Director: Renny Harlin
Writers: Brain Helgeland, Ken and Jim Wheats
Starring: Lisa Wilcox, Danny Hassel, Tuesday Knight, Ken Sagoes, Rodney Eastman, and Robert
A Nightmare on Elm Street 4: The Dream Master was released in August 1987, a little over a year since the third film was released. While The Dream Master received the biggest box office of the entire franchise (until the crossover Freddy vs. Jason), the follow up is a bit of a mess. It’s not scary in the slightest, and really suffers from a weak script that doesn’t do anything new or exciting with the franchise.
Freddy’s (Robert Englund) back after being laid to rest at the end of Dream Warriors. He comes back in a dream where a dog pees literal fire over where Freddy was buried which cracks open the Earth and his bones reassemble. That’s it. It’s a stupid moment that’s not as funny as it should be. The portrayal of Freddy is really weak throughout The Dream Master. He just turns up and kills people, with a higher body count than previous entries. For most of the deaths he gives a one-liner, but none of them are funny are memorable. It’s just trying to recapture the magic of Dream Warriors, with very limited effect.
The film really suffered from the 1988 Writers Guild of America strike, which meant that director Harlin ended up making a film with very little planning for the plot and a lot of improvisation. It really shows in the final product, with some incredibly bad and unnatural dialogue. There are so many clunky moments that just don’t work. Essentially the plot show Kristen’s powers being transferred to Alice and Krueger killing the others that Alice brings into her dreams. The actual ‘Dream Master’ that the title refers to is a rhyme, which is forgotten for most of the film, until it’s really important at the end.
While the script is poor and is essentially just death after death with only the main character, Alice (Lisa Wilcox) getting any character development, that’s not the main reason to watch a slasher film.
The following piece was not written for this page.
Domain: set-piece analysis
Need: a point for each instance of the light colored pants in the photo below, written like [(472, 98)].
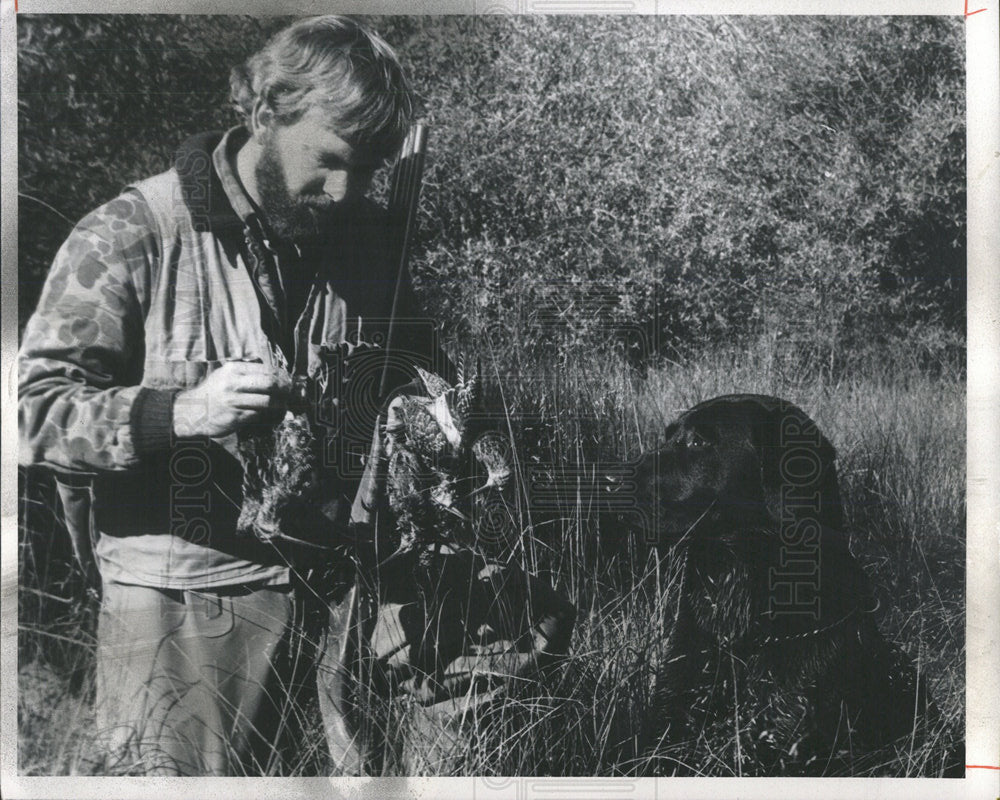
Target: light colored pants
[(199, 683)]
It’s all about the kills, and there are a couple of really great ones here. Kincaid’s (Ken Sagoes) death, one of the survivors from the previous film, comes really early on and is a bit of a shock. Debbie Stevens (Brooke Theiss) is turned into a cockroach, which is probably the most memorable death in the film.
Arguably the best thing about this film is Renny Harlin’s direction. It’s incredibly inspired. There’s a sequence where Kristen (played this time around by Tuesday Knight, since Patricia Arquette declined returning to focus on more dramatic roles) is drugged by her mother with sleeping tablets. The camera spins all over and around the room, following the Kristen constantly, in one of the most mesmerising, but also stomach-churning shots. It’s an amazing part of the film. The film really leans into the dreamworld as well, with a really well-made time-loop that feels like a real dream, a scene where the characters fall asleep in class. The film does a really good job of blending the dreams with the real world.
The effects are also spectacular, with some incredible prosthetics and transformations. The death of Krueger in this one, looks incredible. It may look a little dated at points, but overall, the effects look better than a fair few modern films.
It is definitely the weakest entry in the series up to that point, but it’s still entertaining. The shallow plot can be overlooked because everything else is so well crafted. The Dream Master is still a solid entry to the series, even though it’s very messy.